夢幻泡影【呪術廻戦/伏黒 恵オチ】アンケート開催中
第3章 はじまりのプレリュード【両面宿儺】
「――星也、星良」
大きく手を上げて注意を引くと、瓜二つの容姿を持つ双子の姉弟――星良は笑みを浮かべ、星也は微かに眉を寄せながら――小さく頭を下げた。

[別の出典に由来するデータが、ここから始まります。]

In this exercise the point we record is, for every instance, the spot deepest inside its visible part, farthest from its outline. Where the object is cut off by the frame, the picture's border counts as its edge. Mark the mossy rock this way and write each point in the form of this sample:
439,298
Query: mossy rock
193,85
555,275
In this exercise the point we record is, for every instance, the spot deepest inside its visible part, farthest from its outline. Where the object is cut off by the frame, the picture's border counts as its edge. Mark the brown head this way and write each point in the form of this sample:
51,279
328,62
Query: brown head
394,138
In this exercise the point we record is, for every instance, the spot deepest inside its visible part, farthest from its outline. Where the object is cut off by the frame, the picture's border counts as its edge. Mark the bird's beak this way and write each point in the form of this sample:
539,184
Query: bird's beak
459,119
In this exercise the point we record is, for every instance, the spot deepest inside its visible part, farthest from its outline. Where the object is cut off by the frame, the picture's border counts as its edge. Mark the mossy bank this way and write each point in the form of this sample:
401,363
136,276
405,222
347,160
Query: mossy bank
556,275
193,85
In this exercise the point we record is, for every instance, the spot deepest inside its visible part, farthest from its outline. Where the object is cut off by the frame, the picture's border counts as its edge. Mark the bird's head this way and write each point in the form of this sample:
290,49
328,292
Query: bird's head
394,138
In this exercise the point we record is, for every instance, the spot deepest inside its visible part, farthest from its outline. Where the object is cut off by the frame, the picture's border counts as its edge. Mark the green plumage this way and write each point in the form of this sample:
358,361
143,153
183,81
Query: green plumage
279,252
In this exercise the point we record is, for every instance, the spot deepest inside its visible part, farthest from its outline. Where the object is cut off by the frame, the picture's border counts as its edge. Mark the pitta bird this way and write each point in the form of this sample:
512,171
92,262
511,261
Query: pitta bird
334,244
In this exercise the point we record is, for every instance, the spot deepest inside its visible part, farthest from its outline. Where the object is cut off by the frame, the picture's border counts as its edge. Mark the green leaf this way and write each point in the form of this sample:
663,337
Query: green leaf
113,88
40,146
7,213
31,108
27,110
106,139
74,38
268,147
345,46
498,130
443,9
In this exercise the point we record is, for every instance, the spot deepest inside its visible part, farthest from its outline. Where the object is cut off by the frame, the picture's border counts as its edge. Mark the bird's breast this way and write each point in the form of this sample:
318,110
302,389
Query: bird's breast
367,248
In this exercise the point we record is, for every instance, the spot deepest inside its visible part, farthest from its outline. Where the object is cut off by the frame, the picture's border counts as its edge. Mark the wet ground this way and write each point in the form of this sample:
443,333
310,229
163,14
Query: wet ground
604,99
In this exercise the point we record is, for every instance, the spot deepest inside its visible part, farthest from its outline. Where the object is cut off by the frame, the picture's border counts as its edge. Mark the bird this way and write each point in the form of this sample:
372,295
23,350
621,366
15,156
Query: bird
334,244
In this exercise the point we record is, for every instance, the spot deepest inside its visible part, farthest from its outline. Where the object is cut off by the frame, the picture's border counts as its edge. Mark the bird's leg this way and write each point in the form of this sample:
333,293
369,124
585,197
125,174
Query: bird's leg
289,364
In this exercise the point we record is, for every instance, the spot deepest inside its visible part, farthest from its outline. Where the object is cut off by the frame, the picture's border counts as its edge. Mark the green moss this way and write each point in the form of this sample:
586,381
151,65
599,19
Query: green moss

「同じ新幹線だって聞いたから、伊地知に隣に席を取ってもらったんだ。まぁまぁ、座ってよ」
高身長に白髪、さらにアイマスクと特徴がてんこ盛りの男性――五条 悟は、向かい合わせの空席に座るよう促す。双子は少し顔を見合わせ、五条の正面に腰を下ろした。
「お久しぶりです、五条先生」
口を開いたのは、双子の姉の方。肩につく黒髪に夜色の勝気な瞳を瞬かせる。
「そうだね。今、帰りかい?」
「任務が終わって、また別の任務地に向かうところですよ。次は星也とは別のところです」
ふぅん、と相槌を打ち、彼は双子へそれぞれ視線を向けた。
「それにしても、特級と準一級をセットで派遣なんて、結構大きな案件だったんじゃない?」
「まぁ、そうですね」
眉を下げて笑う星良に、五条 悟は「あぁ」と全てを納得した。
「つまり、あまり上手くいかなかったんだ?」
「上手くいきましたよ。呪霊は全て祓った。上手く……上手くいった……」
そう言いながらも、星也は奥歯を噛み締め、震える拳をギュッと握る。
「星也……星也が悪いんじゃない。星也は充分尽くした。もう手遅れだったんだよ。あたしたちが到着したときには、もう……助けられる人はいなかった……」
己の無力さに胸を痛める弟の肩を、星良は抱いた。慰める声は優しかったが、その声もまた僅かに震えている。
話を聞くと、星良が言いにくそうにしながらも説明をしてくれた。